The floor dropped away, turning on a pivot. Daud cried out in surprise and found himself falling. Below him was a steel chamber, the walls lined with geared mechanisms—and directly underneath, a large motor with spinning flywheels.
Daud transversed downwards, angling himself to land beside the motor, out of the way of the rotating wheels. He hit the floor with a thud, the energy of the impact surprising him. He pushed himself up, shaking his head.
The room moved again. Daud spun around, saw a larger control panel—the controls on it moving of their own accord—and made for it, only for the wall to which it was attached to shoot upwards as the reconfiguration continued.
Here, somewhere in the heart of the machine-house, Daud could see into multiple levels and rooms as everything moved around him, the entire house changing shape.
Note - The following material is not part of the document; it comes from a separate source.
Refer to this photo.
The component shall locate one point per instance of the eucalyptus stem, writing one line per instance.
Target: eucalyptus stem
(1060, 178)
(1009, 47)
If he was going to get out, he had to move quickly.
Looking up, he judged a gap between two rooms as their walls swung away from each other. He reached forward and transversed, finding himself in another wood-paneled chamber. But again, as with the steel box below, he slammed into the wall, the force of the impact knocking him off his feet.
The room shifted, pulling apart at the seams. Daud turned, picked his spot and moved again.
And found himself in a dead end.
He turned. The wall behind him was moving away, exposing another gap in the structure on the left.
He focused. He transversed—but the wall moved toward him, as though his power had tethered it and was pulling it in.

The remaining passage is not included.